A thoroughly whacked-out romp through realms of surrealism only barely touched on by Nord and Bert, Phlegm is pretty low on logic, but quite high on goofy gags. Perhaps its funniest moment comes in its opening screen, where it bills itself as “An Interactive Interactive”; it’s the kind of joke that’s only funny the first time, but since it is the first time, it worked for me. Also, in spite of the author’s assurance that it is impossible to make a mistake that renders the game unwinnable, I managed to do it, and I wasn’t even trying! (For the record, it’s because I put the toy elephant in the cart and then torched it with the flame-thrower.) Phlegm wasn’t really hilarious, but it provided a number of smiles, and even its puzzles were logical in an illogical kind of way. In many ways, the game is like its opening joke — lots of fun at the moment, but not anything you’d ever want to repeat.

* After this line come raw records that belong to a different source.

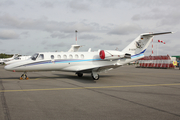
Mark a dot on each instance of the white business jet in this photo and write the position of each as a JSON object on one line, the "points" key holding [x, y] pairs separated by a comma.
{"points": [[2, 61], [85, 62], [17, 59]]}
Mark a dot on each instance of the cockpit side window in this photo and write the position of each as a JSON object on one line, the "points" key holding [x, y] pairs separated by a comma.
{"points": [[41, 57], [34, 56]]}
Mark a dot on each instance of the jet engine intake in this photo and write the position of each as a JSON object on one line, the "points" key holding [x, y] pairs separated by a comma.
{"points": [[112, 54]]}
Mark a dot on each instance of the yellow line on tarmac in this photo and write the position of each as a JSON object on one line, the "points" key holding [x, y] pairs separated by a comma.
{"points": [[152, 85]]}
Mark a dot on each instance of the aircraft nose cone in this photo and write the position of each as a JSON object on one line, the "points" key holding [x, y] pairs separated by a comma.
{"points": [[8, 67]]}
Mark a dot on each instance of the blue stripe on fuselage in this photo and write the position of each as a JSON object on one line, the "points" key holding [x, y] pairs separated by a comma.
{"points": [[138, 55]]}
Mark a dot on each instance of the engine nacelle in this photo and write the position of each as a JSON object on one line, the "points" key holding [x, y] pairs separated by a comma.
{"points": [[112, 54]]}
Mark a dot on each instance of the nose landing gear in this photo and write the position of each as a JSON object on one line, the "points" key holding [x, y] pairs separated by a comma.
{"points": [[24, 76]]}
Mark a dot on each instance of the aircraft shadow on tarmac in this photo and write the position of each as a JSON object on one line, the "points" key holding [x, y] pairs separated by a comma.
{"points": [[85, 79]]}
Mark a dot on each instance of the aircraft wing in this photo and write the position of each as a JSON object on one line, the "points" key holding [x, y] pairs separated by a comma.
{"points": [[152, 34], [98, 69]]}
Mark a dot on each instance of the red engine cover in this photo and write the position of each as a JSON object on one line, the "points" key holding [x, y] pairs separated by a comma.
{"points": [[102, 54]]}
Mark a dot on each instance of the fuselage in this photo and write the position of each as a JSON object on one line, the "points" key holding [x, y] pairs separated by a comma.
{"points": [[57, 61], [64, 61]]}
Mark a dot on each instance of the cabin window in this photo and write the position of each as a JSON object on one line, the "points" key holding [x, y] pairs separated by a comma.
{"points": [[59, 57], [70, 56], [76, 56], [82, 56], [34, 56], [64, 56], [41, 57], [52, 56]]}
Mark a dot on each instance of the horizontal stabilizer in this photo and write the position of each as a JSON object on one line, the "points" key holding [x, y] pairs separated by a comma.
{"points": [[152, 34]]}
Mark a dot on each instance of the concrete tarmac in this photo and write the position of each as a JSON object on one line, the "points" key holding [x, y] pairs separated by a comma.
{"points": [[126, 93]]}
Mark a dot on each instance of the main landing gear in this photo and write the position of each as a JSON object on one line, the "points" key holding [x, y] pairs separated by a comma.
{"points": [[24, 76], [94, 75]]}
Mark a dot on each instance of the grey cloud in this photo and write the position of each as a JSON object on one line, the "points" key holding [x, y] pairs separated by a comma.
{"points": [[7, 21], [6, 3], [47, 4], [78, 5], [125, 29], [8, 34], [168, 17], [60, 35], [88, 37]]}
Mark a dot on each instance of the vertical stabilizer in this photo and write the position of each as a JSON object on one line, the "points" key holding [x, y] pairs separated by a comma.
{"points": [[137, 47]]}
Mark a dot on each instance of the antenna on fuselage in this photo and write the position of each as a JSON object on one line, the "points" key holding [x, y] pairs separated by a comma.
{"points": [[76, 36]]}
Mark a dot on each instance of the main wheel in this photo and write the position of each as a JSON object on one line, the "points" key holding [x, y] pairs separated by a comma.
{"points": [[80, 74], [96, 77], [23, 77]]}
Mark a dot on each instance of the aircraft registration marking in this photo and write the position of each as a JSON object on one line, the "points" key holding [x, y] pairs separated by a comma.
{"points": [[100, 87]]}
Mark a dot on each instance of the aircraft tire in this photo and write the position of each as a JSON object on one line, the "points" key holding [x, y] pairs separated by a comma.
{"points": [[95, 77], [80, 74], [23, 77]]}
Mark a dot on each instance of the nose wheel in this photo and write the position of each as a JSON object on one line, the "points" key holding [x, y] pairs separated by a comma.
{"points": [[95, 75], [24, 76]]}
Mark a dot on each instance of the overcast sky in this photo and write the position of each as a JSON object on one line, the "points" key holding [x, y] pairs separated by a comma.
{"points": [[33, 26]]}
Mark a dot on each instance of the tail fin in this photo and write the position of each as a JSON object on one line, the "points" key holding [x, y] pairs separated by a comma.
{"points": [[137, 47]]}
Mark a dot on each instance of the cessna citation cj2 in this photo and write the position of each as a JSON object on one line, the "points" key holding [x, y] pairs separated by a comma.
{"points": [[84, 62]]}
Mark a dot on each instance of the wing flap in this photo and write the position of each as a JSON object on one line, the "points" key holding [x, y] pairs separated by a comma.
{"points": [[152, 34]]}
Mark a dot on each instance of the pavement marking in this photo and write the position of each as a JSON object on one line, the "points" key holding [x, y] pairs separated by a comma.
{"points": [[100, 87]]}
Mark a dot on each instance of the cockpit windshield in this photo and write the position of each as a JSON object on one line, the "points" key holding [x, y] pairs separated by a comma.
{"points": [[34, 56]]}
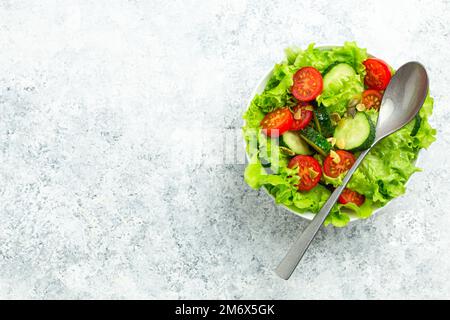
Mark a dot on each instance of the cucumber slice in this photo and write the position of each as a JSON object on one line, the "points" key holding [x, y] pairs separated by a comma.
{"points": [[356, 133], [417, 122], [316, 140], [337, 73], [323, 121], [293, 141]]}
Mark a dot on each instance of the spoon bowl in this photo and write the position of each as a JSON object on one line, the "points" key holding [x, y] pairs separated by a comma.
{"points": [[402, 99]]}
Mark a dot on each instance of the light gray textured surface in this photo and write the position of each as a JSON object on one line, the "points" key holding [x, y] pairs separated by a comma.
{"points": [[99, 200]]}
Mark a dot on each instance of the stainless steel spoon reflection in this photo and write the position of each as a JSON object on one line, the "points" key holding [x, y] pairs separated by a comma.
{"points": [[402, 100]]}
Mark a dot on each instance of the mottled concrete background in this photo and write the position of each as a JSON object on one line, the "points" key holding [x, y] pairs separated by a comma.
{"points": [[98, 198]]}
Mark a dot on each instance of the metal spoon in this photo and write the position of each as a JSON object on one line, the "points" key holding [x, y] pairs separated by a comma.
{"points": [[402, 100]]}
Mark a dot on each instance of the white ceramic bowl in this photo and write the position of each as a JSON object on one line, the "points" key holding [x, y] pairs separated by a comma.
{"points": [[307, 215]]}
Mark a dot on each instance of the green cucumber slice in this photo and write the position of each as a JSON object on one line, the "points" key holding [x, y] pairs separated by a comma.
{"points": [[337, 73], [294, 142], [356, 133], [323, 121], [316, 140]]}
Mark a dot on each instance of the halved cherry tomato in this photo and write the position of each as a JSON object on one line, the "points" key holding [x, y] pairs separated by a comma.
{"points": [[302, 117], [308, 84], [309, 171], [372, 99], [351, 196], [333, 168], [378, 74], [277, 122]]}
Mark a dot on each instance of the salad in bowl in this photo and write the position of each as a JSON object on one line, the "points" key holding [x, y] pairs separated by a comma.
{"points": [[312, 115]]}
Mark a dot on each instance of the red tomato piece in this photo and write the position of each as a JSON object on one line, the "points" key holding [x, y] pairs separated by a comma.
{"points": [[277, 122], [302, 117], [334, 167], [308, 84], [351, 196], [309, 171], [372, 99], [378, 74]]}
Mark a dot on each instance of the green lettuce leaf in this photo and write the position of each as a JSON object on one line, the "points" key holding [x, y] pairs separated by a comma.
{"points": [[338, 94]]}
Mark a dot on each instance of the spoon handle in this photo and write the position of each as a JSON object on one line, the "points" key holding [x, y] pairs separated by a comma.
{"points": [[298, 249]]}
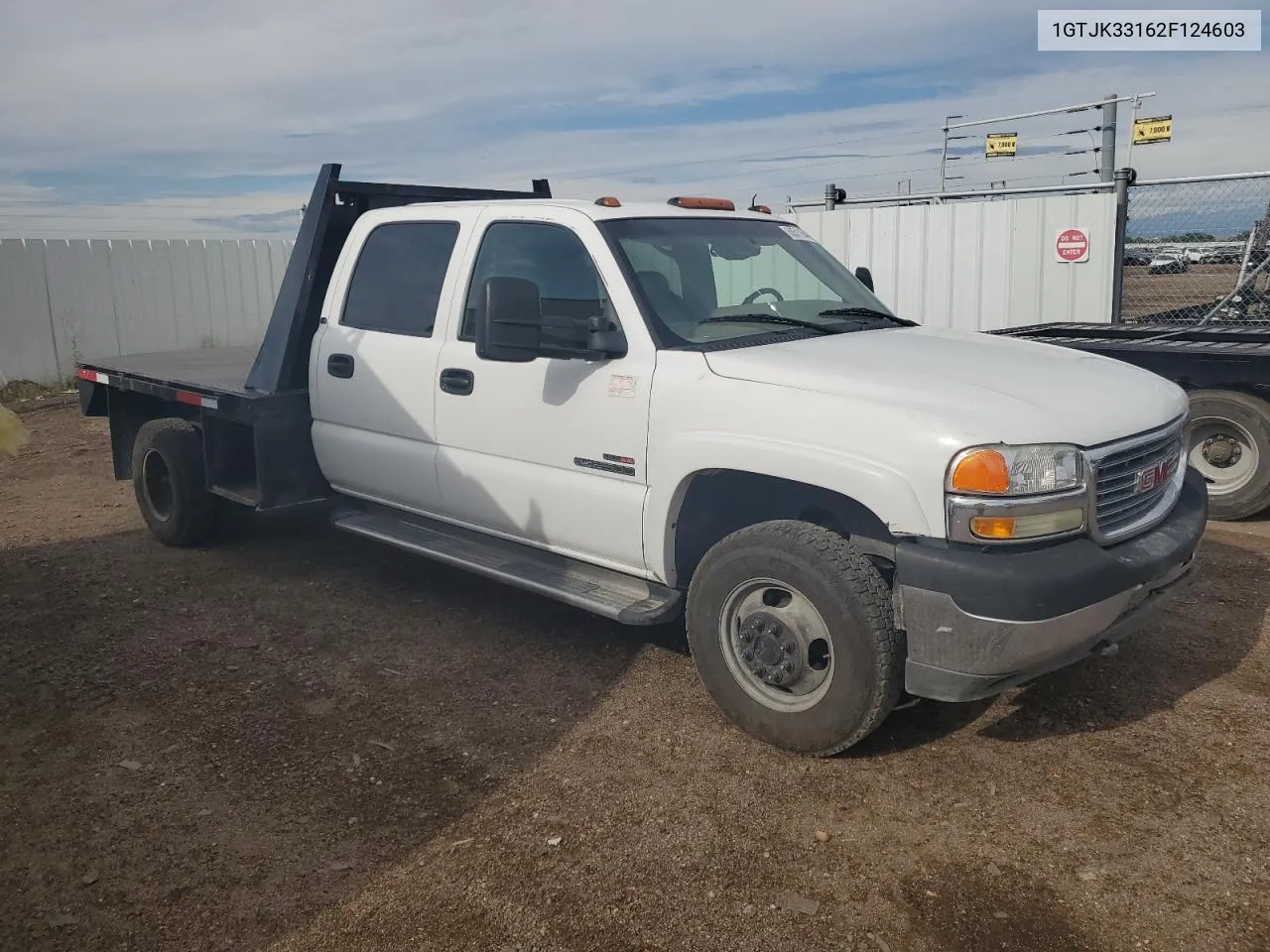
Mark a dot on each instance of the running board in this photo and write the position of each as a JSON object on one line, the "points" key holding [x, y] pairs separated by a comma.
{"points": [[604, 592]]}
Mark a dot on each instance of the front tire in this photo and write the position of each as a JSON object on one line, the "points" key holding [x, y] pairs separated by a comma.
{"points": [[793, 635], [1228, 442], [169, 483]]}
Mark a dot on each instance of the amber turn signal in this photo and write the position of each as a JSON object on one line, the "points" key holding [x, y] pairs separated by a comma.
{"points": [[719, 204], [982, 471]]}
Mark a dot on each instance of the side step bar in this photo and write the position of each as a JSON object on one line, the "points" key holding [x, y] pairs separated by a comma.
{"points": [[603, 592]]}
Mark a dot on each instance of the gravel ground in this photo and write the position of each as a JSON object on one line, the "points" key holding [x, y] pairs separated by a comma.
{"points": [[296, 740]]}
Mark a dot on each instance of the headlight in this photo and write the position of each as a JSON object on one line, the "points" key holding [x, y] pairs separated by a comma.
{"points": [[1016, 471], [1016, 493]]}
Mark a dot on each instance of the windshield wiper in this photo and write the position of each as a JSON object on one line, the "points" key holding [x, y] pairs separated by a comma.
{"points": [[866, 312], [770, 318]]}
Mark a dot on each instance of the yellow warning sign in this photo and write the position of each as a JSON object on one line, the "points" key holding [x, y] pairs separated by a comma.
{"points": [[1001, 144], [1159, 128]]}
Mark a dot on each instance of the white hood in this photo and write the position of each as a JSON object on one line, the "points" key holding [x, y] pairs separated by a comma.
{"points": [[1002, 389]]}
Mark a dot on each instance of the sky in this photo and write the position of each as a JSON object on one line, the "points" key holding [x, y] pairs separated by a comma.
{"points": [[169, 118]]}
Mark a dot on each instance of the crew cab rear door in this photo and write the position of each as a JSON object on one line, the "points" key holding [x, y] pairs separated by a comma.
{"points": [[373, 359]]}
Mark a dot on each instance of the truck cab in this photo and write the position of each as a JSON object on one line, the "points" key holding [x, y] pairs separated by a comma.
{"points": [[659, 411]]}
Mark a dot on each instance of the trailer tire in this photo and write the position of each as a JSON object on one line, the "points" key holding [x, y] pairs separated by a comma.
{"points": [[1228, 442], [803, 604], [169, 483]]}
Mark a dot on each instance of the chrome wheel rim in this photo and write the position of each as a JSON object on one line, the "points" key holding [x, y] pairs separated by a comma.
{"points": [[1224, 453], [776, 645]]}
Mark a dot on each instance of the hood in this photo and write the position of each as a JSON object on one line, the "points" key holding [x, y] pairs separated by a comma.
{"points": [[983, 386]]}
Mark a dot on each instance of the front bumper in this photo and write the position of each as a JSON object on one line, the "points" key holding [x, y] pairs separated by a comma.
{"points": [[980, 620]]}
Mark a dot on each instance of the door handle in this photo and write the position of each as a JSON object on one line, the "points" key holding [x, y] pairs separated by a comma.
{"points": [[457, 381], [339, 366]]}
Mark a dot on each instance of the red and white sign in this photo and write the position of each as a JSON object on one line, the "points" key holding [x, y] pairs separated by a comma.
{"points": [[1072, 245]]}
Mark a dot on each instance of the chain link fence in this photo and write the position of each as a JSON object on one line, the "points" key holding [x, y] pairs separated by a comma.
{"points": [[1198, 250]]}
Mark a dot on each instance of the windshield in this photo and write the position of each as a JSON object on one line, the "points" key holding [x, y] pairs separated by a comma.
{"points": [[720, 280]]}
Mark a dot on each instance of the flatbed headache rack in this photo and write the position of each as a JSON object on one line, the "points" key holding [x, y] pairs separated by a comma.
{"points": [[1196, 357], [252, 405]]}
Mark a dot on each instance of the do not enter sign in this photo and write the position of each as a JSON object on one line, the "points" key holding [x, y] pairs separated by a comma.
{"points": [[1072, 245]]}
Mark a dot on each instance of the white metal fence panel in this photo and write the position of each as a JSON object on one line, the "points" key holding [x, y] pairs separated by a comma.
{"points": [[62, 299], [978, 264]]}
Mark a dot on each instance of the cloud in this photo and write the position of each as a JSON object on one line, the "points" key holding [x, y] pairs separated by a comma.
{"points": [[191, 119]]}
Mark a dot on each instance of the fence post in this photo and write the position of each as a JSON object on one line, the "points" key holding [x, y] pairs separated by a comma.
{"points": [[1123, 177]]}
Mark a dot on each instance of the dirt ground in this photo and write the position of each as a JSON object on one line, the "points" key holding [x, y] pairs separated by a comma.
{"points": [[1148, 294], [296, 740]]}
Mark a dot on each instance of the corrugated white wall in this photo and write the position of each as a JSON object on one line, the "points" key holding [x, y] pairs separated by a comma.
{"points": [[64, 299], [973, 266], [978, 264]]}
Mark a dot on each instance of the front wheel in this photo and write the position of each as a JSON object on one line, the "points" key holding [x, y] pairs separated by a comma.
{"points": [[793, 635], [169, 483]]}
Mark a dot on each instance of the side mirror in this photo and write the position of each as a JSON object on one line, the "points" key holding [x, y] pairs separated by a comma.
{"points": [[508, 320]]}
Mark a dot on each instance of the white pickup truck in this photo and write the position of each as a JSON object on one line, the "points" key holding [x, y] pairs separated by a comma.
{"points": [[670, 411]]}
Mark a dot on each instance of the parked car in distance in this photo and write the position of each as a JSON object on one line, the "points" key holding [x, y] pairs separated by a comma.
{"points": [[679, 411], [1167, 264]]}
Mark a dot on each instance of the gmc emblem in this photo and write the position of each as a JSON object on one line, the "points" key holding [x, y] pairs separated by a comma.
{"points": [[1155, 476]]}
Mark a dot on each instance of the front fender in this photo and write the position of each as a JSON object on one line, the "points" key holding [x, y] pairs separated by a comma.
{"points": [[885, 492]]}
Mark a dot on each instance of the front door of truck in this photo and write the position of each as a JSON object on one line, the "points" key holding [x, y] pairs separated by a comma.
{"points": [[549, 451], [373, 362]]}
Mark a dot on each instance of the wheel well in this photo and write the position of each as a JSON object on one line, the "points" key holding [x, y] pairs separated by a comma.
{"points": [[721, 502]]}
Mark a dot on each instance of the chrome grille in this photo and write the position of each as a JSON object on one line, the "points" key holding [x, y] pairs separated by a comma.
{"points": [[1121, 508]]}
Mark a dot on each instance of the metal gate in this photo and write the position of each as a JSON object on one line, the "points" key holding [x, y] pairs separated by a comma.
{"points": [[1196, 249]]}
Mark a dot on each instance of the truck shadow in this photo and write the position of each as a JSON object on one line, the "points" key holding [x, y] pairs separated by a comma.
{"points": [[1203, 636], [207, 747]]}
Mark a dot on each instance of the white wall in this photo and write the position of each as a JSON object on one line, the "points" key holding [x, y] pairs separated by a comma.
{"points": [[978, 264], [66, 299], [974, 266]]}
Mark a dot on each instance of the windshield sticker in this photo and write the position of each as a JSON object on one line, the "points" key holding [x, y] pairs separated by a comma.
{"points": [[795, 232]]}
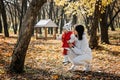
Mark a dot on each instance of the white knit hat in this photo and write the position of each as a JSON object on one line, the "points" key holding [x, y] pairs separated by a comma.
{"points": [[67, 26]]}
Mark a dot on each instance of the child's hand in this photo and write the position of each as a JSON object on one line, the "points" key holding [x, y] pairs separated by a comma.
{"points": [[71, 45]]}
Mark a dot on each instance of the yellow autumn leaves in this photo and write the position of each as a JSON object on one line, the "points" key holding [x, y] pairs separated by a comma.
{"points": [[81, 6]]}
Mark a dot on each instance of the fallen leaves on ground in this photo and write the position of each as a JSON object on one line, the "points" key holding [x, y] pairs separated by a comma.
{"points": [[44, 61]]}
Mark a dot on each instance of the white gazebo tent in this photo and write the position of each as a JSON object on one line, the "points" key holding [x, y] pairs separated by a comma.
{"points": [[47, 23]]}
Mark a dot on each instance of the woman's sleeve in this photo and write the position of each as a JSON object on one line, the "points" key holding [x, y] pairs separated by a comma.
{"points": [[72, 38], [59, 37], [77, 50]]}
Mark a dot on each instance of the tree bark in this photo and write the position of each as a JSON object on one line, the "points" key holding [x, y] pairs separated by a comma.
{"points": [[19, 52], [0, 24], [93, 33], [4, 17], [104, 28]]}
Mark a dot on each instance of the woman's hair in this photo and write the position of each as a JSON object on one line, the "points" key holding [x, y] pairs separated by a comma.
{"points": [[80, 31]]}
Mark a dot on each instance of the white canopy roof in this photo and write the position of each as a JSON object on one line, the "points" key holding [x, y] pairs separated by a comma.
{"points": [[46, 23]]}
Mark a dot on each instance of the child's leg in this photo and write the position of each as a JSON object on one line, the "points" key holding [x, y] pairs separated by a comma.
{"points": [[65, 60]]}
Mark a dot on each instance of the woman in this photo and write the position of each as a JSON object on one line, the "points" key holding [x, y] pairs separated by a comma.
{"points": [[80, 52]]}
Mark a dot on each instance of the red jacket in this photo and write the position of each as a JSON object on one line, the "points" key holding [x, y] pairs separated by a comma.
{"points": [[65, 38]]}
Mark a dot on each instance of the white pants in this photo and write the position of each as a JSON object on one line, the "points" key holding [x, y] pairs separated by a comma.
{"points": [[81, 59]]}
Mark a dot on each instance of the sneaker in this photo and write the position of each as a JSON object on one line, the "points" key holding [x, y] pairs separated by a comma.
{"points": [[87, 68], [72, 68]]}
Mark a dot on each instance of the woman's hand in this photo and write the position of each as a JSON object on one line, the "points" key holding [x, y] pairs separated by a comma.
{"points": [[71, 45]]}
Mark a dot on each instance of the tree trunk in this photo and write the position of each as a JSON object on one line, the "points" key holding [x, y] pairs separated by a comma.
{"points": [[0, 25], [2, 8], [19, 52], [23, 11], [104, 28], [93, 34]]}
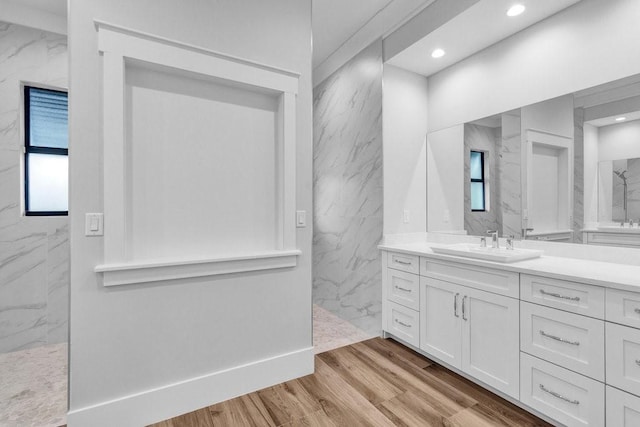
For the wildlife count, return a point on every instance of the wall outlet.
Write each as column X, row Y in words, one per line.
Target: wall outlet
column 94, row 224
column 301, row 219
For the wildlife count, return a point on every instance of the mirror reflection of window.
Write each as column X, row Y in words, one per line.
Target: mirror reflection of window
column 476, row 172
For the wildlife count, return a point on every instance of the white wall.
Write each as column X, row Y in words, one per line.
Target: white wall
column 590, row 174
column 619, row 141
column 144, row 353
column 404, row 132
column 551, row 116
column 34, row 251
column 445, row 163
column 585, row 45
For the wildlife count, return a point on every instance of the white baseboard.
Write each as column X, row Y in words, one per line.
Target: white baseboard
column 169, row 401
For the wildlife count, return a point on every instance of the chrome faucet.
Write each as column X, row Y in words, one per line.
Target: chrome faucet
column 494, row 238
column 510, row 242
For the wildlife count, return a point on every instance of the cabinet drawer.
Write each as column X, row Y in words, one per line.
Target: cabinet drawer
column 623, row 358
column 404, row 262
column 487, row 279
column 403, row 288
column 571, row 399
column 623, row 409
column 403, row 323
column 570, row 340
column 623, row 307
column 571, row 296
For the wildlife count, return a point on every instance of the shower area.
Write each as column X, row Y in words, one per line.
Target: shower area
column 34, row 250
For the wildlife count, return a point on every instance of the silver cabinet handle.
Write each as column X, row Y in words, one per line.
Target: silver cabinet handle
column 558, row 395
column 406, row 325
column 455, row 305
column 552, row 294
column 553, row 337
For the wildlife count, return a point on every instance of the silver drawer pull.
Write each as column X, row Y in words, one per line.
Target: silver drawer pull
column 455, row 305
column 553, row 294
column 406, row 325
column 558, row 395
column 553, row 337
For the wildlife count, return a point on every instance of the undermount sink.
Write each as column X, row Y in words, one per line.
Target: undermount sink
column 619, row 229
column 471, row 250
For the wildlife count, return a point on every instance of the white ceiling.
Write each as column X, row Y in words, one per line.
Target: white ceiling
column 478, row 27
column 56, row 7
column 335, row 21
column 342, row 28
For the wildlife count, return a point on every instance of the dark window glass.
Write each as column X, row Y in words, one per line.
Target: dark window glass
column 476, row 172
column 46, row 151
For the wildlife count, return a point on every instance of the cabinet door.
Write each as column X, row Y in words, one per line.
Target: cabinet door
column 623, row 409
column 440, row 319
column 491, row 340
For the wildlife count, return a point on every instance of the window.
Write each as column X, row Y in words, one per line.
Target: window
column 46, row 178
column 476, row 172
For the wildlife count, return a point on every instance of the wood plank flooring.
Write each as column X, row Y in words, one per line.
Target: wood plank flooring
column 372, row 383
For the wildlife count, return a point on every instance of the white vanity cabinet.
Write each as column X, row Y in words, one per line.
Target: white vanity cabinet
column 472, row 330
column 401, row 296
column 563, row 349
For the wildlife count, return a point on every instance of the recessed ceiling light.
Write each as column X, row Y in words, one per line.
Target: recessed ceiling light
column 515, row 10
column 437, row 53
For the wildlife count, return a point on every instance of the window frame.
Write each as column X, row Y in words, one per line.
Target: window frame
column 480, row 180
column 29, row 149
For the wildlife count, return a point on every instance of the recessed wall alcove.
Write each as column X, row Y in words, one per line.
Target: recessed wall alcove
column 199, row 149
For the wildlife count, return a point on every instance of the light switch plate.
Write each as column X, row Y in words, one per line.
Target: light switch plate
column 94, row 224
column 301, row 219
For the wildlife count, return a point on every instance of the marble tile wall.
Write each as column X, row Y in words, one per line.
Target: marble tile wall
column 34, row 251
column 509, row 176
column 347, row 189
column 578, row 174
column 632, row 166
column 486, row 139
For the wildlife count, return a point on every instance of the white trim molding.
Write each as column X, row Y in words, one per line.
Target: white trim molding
column 158, row 404
column 144, row 272
column 121, row 46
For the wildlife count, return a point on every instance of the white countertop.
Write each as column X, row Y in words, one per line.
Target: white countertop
column 607, row 274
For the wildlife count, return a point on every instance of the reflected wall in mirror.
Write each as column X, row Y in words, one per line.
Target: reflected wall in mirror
column 619, row 191
column 548, row 169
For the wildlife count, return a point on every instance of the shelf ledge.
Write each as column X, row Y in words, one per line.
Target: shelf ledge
column 149, row 271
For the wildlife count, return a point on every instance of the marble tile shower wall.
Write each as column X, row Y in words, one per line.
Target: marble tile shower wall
column 578, row 174
column 488, row 140
column 34, row 252
column 347, row 162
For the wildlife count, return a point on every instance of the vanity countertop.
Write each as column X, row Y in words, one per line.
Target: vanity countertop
column 607, row 274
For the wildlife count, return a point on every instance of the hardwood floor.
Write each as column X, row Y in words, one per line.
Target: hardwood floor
column 372, row 383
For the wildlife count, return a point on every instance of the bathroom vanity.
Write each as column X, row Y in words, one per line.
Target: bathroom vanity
column 557, row 336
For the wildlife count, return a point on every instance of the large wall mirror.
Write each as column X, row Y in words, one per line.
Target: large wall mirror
column 563, row 170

Prose: Lots of cleverly funny little touches, from Leo the lemming whispering “Rosebud…” to the “Lil’ Terrorist brand Flame-thrower.” The prose was generally lots of fun to read, even if at times the silliness became a wee bit more irritating than amusing.

Difficulty: Well, I found myself looking at the hints quite a lot, but I’m not sure whether that’s because the puzzles were simply difficult, or difficult to take seriously. For some reason, I found myself unwilling to agonize about how to handle the guitar-playing lunatic, and wanted to look at the hints in order to see more of the jokes, since a game like Phlegm suffers quite drastically from a reduction in pace. So I suppose you could say it was a difficult game, but then again I’m glad I approached it the way I did — a plotless work like this one begs to be finished rather than battered.

Technical (coding): The coding was on the whole quite strong. I only found one weak spot, which was the fact that I discovered that I could carry the powder as long as I was holding the grail — it didn’t need to actually be inside the grail. Somehow I don’t think this is what the author intended.

Technical (writing): The writing was pleasantly error-free, which made the humor much more accessible and easy to digest.

Plot: Well, I couldn’t really say there was much of a plot, but on the plus side I don’t think much of an attempt was made at one either. So the game was plotless (aside from the very most basic “get-the-treasure” motivation), but it didn’t suffer all that much from being so.

Puzzles: Some of the puzzles were quite funny, and extremely reminiscent of Nord and Bert, especially those involving the needle. Then again, some others (the flame-thrower, for example), failed to be a lot of fun in their irrationality. In general, though, I’d call the puzzles successful in what I deduce to be their aim — parodying typical IF problem (the references to Balances were especially funny) and providing nutty goals in an off-kilter universe.